A Matter of Perspective: Reliable Communication and Coping with Interference with Only Local Views
Doctor of Philosophy
This dissertation studies interference in wireless networks. Interference results from multiple simultaneous attempts to communicate, often between unassociated sources and receivers, preventing extensive coordination. Moreover, in practical wireless networks, learning network state is inherently expensive, and nodes often have incomplete and mismatched views of the network. The fundamental communication limits of a network with such views is unknown. To address this, we present a local view model which captures asymmetries in node knowledge. Our local view model does not rely on accurate knowledge of an underlying probability distribution governing network state. Therefore, we can make robust statements about the fundamental limits of communication when the channel is quasi-static or the actual distribution of state is unknown: commonly faced scenarios in modern commercial networks. For each local view, channel state parameters are either perfectly known or completely unknown. While we propose no mechanism for network learning, a local view represents the result of some such mechanism. We apply the local view model to study the two-user Gaussian interference channel: the smallest building block of any interference network. All seven possible local views are studied, and we find that for five of the seven, there exists no policy or protocol that universally outperforms time-division multiplexing (TDM), justifying the orthogonalized approach of many deployed systems. For two of the seven views, TDM-beating performance is possible with use of opportunistic schemes where opportunities are revealed by the local view.
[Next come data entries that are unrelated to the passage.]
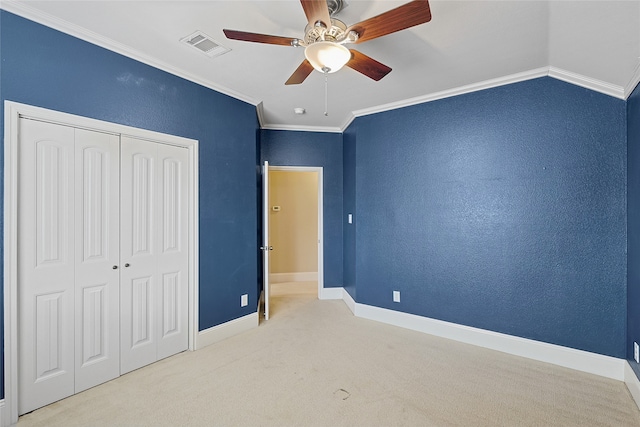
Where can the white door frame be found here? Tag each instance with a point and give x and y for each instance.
(321, 290)
(12, 113)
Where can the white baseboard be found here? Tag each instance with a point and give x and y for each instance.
(348, 299)
(580, 360)
(305, 276)
(632, 382)
(226, 330)
(331, 293)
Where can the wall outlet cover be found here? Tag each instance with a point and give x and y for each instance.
(396, 296)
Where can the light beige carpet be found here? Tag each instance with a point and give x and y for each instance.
(315, 364)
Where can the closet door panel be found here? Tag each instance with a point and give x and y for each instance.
(97, 212)
(45, 264)
(173, 254)
(139, 243)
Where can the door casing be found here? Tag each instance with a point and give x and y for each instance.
(318, 170)
(13, 112)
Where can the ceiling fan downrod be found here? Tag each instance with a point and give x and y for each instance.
(326, 70)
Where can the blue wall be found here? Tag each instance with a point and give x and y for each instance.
(49, 69)
(503, 209)
(286, 148)
(633, 226)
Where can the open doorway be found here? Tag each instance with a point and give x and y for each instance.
(295, 229)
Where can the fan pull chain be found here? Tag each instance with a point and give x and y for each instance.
(326, 90)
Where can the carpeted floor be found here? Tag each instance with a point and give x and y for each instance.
(315, 364)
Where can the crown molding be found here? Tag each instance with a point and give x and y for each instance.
(28, 12)
(24, 10)
(474, 87)
(587, 82)
(302, 128)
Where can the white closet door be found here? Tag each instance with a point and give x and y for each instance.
(173, 253)
(45, 264)
(154, 252)
(138, 253)
(97, 278)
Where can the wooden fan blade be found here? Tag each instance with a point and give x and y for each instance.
(258, 38)
(408, 15)
(367, 66)
(301, 73)
(316, 10)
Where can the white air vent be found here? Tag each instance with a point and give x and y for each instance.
(205, 44)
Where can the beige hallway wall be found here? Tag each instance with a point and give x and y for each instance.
(293, 230)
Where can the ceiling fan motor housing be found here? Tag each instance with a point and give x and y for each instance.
(315, 33)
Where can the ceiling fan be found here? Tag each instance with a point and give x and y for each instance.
(325, 38)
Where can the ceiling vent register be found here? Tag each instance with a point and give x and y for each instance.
(205, 44)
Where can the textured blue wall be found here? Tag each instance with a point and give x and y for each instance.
(287, 148)
(49, 69)
(503, 209)
(633, 226)
(349, 194)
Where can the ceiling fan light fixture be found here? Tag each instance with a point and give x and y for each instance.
(327, 56)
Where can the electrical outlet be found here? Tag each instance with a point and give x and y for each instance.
(396, 296)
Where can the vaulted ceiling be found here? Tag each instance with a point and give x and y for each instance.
(467, 46)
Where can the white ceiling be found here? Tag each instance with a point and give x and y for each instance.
(468, 45)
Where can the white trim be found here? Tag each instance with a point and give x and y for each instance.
(260, 113)
(320, 171)
(580, 360)
(348, 299)
(331, 293)
(632, 382)
(22, 9)
(633, 82)
(295, 128)
(553, 72)
(227, 330)
(474, 87)
(13, 111)
(587, 82)
(302, 276)
(33, 14)
(10, 227)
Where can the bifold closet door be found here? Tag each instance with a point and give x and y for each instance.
(154, 252)
(67, 287)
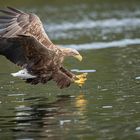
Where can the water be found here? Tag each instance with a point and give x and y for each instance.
(107, 107)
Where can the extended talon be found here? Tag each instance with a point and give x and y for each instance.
(83, 75)
(80, 79)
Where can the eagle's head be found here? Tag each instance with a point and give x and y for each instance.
(71, 52)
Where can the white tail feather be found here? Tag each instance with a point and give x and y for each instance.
(23, 74)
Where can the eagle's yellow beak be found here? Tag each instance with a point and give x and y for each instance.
(79, 57)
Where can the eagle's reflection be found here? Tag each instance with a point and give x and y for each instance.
(47, 119)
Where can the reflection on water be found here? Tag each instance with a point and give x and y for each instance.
(107, 107)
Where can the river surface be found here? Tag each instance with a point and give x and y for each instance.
(107, 107)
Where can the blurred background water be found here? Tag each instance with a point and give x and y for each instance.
(107, 34)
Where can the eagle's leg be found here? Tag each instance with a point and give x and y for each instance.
(80, 79)
(77, 79)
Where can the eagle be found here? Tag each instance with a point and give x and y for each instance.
(24, 42)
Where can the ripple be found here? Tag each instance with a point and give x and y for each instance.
(100, 45)
(90, 24)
We then study how message cooperation --- either at transmitters or receivers --- increases capacity in the local view two-user Gaussian interference channel. The cooperative setup is particularly appropriate for modeling next-generation cellular networks, where costs to share message data among base stations is low relative to costs to learn channel coefficients. For the cooperative setting, we find: (1) opportunistic approaches are still needed to outperform TDM, but (2) opportunities are more abundant and revealed by more local views. For all cases studied, we characterize the capacity region to within some known gap, enabling computation of the generalized degrees of freedom region, a visualization of spatial channel resource usage efficiency.